PERUGIA – I sindaci della Lega dell’Umbria vanno all’attacco del premier Conte e delle ultime misure decise dal governo. “Sui buoni spesa annunciati da Conte molte persone già ci stanno scrivendo per capire cosa devono fare per accedere a questi aiuti, ma non ci hanno messi nella condizione di dare risposte minime”. A dirlo sono sei sindaci leghisti dell’Umbria dopo che il presidente del Consiglio ha annunciato lo stanziamento vincolato di 400 milioni di euro a favore dei più bisognosi nell’acquisto di generi alimentari, considerato “una pseudosoluzione inefficace ed inadeguata». Con un dpcm scatta anche l’anticipo ai Comuni del 60 per cento del Fondo di solidarietà, che gira intorno ai 4,3 milioni di euro, che erano «già state messe a bilancio e quindi non rappresentano alcun aiuto ulteriore per gli enti locali”.

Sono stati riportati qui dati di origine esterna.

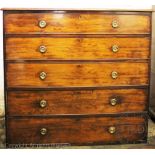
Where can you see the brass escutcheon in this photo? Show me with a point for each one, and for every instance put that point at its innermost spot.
(115, 24)
(112, 130)
(42, 49)
(43, 103)
(113, 101)
(115, 48)
(43, 131)
(42, 75)
(114, 75)
(42, 24)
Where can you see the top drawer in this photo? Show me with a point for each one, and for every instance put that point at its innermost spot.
(62, 22)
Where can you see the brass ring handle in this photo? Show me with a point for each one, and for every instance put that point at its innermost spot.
(115, 48)
(42, 24)
(42, 75)
(43, 131)
(43, 103)
(42, 49)
(115, 24)
(114, 74)
(113, 101)
(112, 130)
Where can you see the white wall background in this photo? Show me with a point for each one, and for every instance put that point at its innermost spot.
(120, 4)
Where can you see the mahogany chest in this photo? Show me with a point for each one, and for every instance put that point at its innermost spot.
(77, 77)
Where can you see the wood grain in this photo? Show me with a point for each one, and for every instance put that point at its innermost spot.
(27, 103)
(77, 131)
(77, 74)
(76, 23)
(77, 48)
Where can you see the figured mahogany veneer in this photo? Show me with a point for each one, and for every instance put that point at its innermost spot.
(77, 102)
(91, 130)
(76, 74)
(76, 23)
(77, 48)
(76, 77)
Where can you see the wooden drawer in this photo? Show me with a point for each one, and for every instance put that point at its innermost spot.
(77, 130)
(77, 74)
(77, 48)
(76, 102)
(61, 22)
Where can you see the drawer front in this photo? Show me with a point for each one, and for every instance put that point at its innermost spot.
(90, 130)
(76, 102)
(76, 22)
(77, 74)
(77, 48)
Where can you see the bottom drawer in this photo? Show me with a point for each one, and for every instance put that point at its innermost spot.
(77, 130)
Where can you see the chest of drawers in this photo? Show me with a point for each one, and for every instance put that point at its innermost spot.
(77, 77)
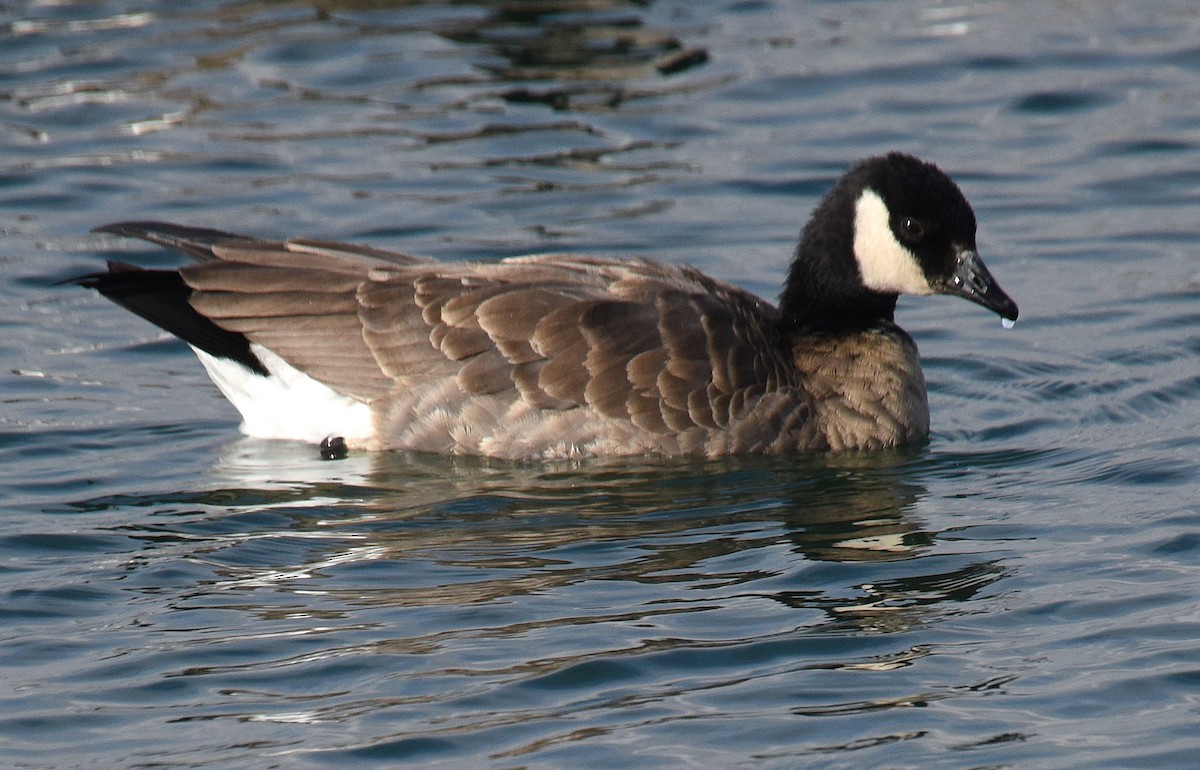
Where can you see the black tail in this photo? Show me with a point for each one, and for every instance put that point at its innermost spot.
(162, 298)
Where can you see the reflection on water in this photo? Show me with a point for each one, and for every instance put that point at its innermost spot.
(491, 530)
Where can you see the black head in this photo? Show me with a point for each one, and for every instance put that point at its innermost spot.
(893, 224)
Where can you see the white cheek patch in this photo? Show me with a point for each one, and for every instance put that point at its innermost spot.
(885, 264)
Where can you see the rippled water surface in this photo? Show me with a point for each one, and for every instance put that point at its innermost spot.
(1024, 590)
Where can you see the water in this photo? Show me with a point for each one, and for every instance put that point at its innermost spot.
(1019, 593)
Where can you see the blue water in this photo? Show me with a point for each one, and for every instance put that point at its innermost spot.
(1021, 591)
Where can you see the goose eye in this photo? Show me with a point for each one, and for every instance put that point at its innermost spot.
(912, 229)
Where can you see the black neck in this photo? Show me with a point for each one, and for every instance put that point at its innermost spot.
(827, 294)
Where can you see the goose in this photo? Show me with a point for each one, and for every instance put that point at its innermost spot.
(561, 355)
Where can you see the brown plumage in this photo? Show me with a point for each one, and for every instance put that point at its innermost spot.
(543, 356)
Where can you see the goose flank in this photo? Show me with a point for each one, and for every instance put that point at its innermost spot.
(567, 355)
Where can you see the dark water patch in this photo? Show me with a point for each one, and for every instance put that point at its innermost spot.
(1145, 146)
(1061, 102)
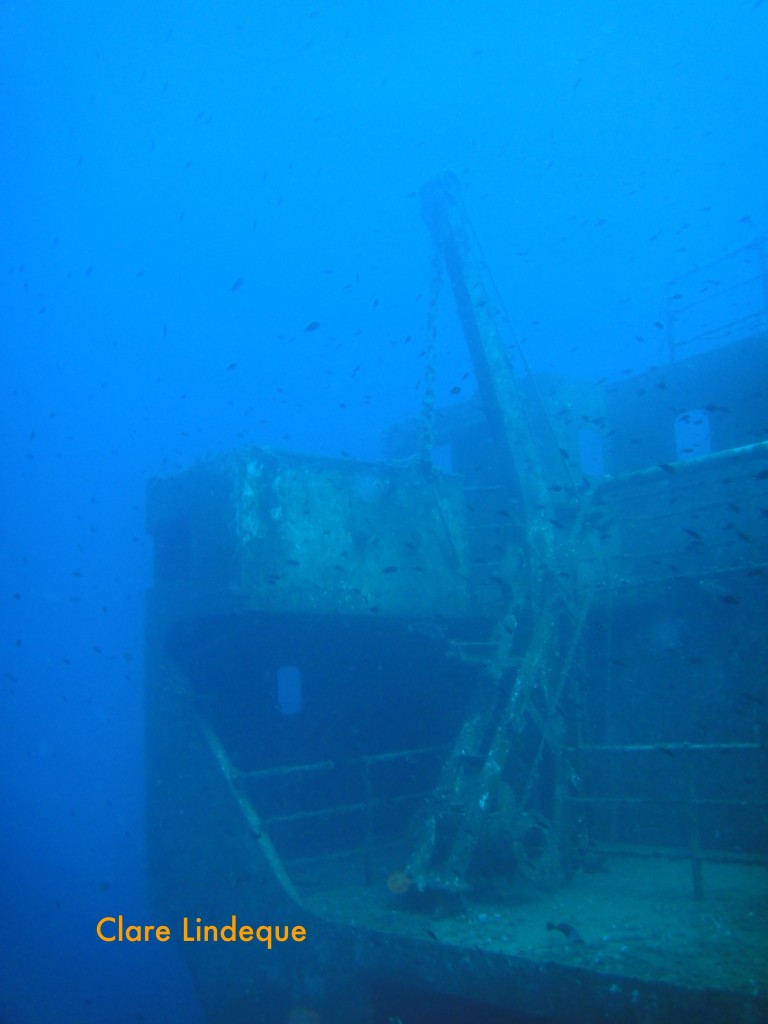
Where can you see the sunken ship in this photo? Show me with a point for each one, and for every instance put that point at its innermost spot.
(494, 734)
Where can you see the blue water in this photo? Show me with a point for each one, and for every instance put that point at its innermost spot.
(187, 188)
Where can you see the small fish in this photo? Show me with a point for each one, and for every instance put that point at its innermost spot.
(432, 630)
(570, 933)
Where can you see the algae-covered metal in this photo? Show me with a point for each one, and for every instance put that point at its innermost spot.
(288, 532)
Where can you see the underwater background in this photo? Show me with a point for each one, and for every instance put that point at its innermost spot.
(212, 237)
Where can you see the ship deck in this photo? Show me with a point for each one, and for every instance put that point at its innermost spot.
(636, 921)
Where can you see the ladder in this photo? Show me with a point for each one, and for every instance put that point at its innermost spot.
(516, 663)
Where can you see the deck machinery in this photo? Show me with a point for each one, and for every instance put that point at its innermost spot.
(496, 737)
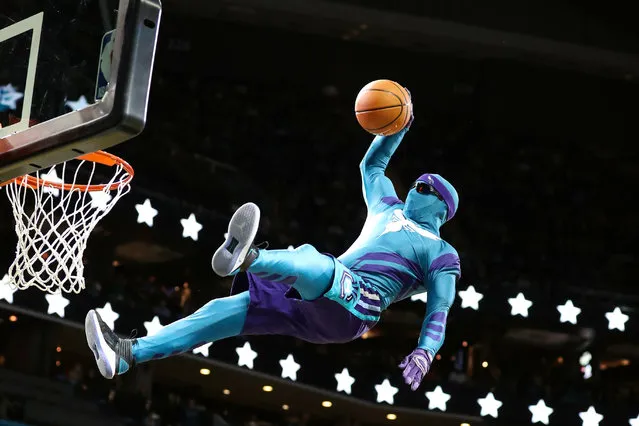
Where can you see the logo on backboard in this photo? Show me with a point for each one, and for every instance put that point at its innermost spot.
(104, 67)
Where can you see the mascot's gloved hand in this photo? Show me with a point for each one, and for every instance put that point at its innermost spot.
(412, 116)
(415, 366)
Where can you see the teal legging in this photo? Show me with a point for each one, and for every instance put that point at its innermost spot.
(304, 268)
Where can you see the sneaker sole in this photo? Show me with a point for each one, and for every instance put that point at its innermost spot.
(104, 356)
(241, 233)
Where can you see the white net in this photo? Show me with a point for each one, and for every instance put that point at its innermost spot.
(53, 223)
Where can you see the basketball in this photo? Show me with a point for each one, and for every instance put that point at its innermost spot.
(383, 107)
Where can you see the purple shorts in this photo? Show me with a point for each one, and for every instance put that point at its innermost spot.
(277, 308)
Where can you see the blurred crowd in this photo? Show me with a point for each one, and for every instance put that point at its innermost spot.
(540, 205)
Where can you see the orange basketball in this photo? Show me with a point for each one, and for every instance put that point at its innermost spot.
(383, 107)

Sindaci Leonardo Latini (Terni), Stefano Zuccarini (Foligno), Francesca Mele (Marsciano), Manuel Petruccioli (Giano dell’Umbria), Fabrizio Gareggia (Cannara), Luca Carizia (Umbertide) dicono che “il governo Conte scarica i problemi e le responsabilità sui sindaci dopo aver fatto la stessa cosa prima con gli ospedali, poi con i governatori di Regione”. Tutto questo secondo i sindaci della Lega “crea false aspettative» tra la popolazione più fragile. I sindaci leghisti, all’indomani della conferenza stampa di Conte, domandano «quali sono i criteri di ripartizione ai Comuni? Quali quelli di accesso al contributo? E qual è il meccanismo di erogazione del materiale? Chi dovrà occuparsene e in che modo per evitare assembramenti?”.